In an ill-fated bid to evade justice, the Master and Chief Officer offered bribes of USD $1,450.45 and USD $6,911.80 to Liberian Coast Guard boarding officers, incidents that will lead to additional charges being brought against the vessel.
The F/V Panofi Fore Runner is now detained in the port of Monrovia awaiting legal action.
“The attempt by the Master and the Chief Officer to bribe Liberian Coast Guard sailors is criminal behavior and clear evidence that they had something to hide. It is common to see other criminal activity such as forgery, tax evasion and bribery associated with fishing offenses, which is why the Ministry of National Defense is resolute in combating illegal fishing as transnational organized crime.”
Hon Brownie Samukai, Liberian Minister of National Defense.
The F/V Panofi Fore Runner is part of a fishing fleet owned by Panofi Company Ltd, a company based out of Ghana with beneficial ownership in South Korea, that was been convicted of past fishing offenses in Liberia. A sister ship to the F/V Panofi Fore Runner, the F/V Panofi Discoverer, was arrested for illegal fishing in Liberia in 2013 along with two Panofi refrigerated cargo vessels, M/V Volta Victory and M/V Volta Glory, that were caught illegally transshipping fish in Liberian waters. On board the F/V Panofi Fore Runner was 700 metric tons of tuna. Records found on board the F/V Panofi Fore Runner during inspection, show that the vessel regularly transships with the two reefers previously convicted of fisheries offenses in Liberia.
“It has been five years since vessels owned by Panofi Company Ltd were arrested and convicted of illegally fishing in Liberian waters. The quick apprehension of a Panofi vessel that decided to try their luck in once again circumventing Liberian law, showcases the incredible capability of the Liberian Coast Guard to conserve and protect Liberian waters and illustrates the importance of government and civil society working together to stop illegal fishing”, said Director of Campaigns Peter Hammarstedt.
Since February 2017, under the name Operation Sola Stella, Sea Shepherd been assisting the Government of Liberia to tackle IUU fishing by providing the use of a civilian offshore patrol vessel operating in Liberian waters, under the direction of the Liberian Ministry of National Defense. Operation Sola Stella has resulted in the arrest of nine vessels for illegal, unreported and unregulated (IUU) fishing. Developing countries are particularly vulnerable to IUU fishing, which accounts for up to 40% of the fish caught in West African waters.

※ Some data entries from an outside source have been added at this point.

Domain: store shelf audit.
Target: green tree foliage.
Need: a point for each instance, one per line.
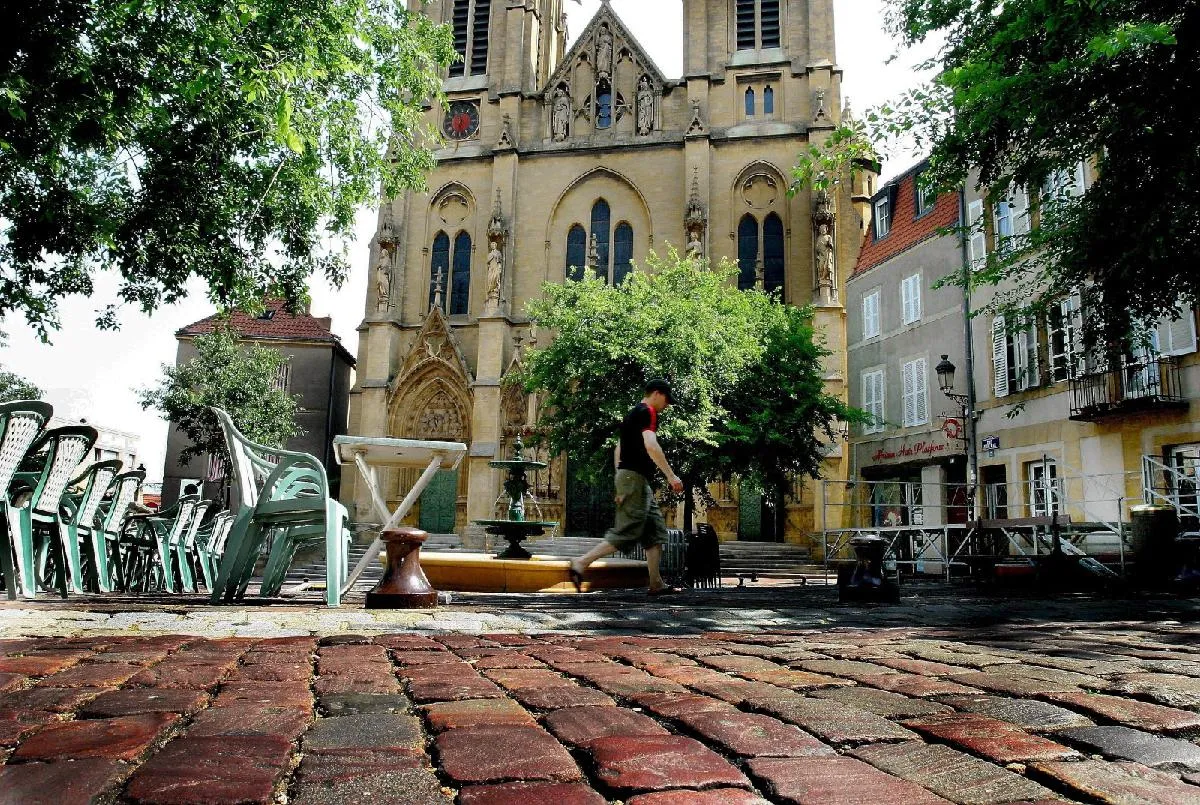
(162, 139)
(228, 374)
(745, 368)
(1027, 88)
(15, 386)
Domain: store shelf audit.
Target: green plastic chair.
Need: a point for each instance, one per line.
(21, 422)
(36, 526)
(283, 494)
(77, 526)
(109, 524)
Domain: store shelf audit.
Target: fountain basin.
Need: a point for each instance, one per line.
(483, 572)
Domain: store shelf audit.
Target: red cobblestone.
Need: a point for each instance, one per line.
(498, 754)
(189, 770)
(78, 782)
(754, 736)
(136, 701)
(531, 793)
(655, 762)
(713, 797)
(1120, 782)
(477, 713)
(837, 781)
(579, 726)
(1132, 713)
(288, 722)
(117, 739)
(996, 740)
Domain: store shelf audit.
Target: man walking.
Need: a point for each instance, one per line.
(639, 518)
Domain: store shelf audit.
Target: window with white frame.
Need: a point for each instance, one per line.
(1065, 338)
(883, 216)
(873, 400)
(910, 299)
(977, 242)
(916, 392)
(1014, 356)
(871, 314)
(1044, 487)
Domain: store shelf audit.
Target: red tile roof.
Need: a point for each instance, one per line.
(906, 230)
(280, 326)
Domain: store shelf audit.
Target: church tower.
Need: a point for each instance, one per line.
(555, 158)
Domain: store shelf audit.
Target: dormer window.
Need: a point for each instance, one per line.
(471, 20)
(757, 24)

In 2016 Sea Shepherd partnered with the government of Gabon for Operation Albacore, resulting in over 40 fishing vessel inspections at sea and the subsequent arrest of three IUU Congolese fishing trawlers and one Spanish long-liner. Operation Sola Stella is a continuation of Sea Shepherd Global’s commitment to work actively with national governments and their Law Enforcement Agencies in the fight against IUU fishing.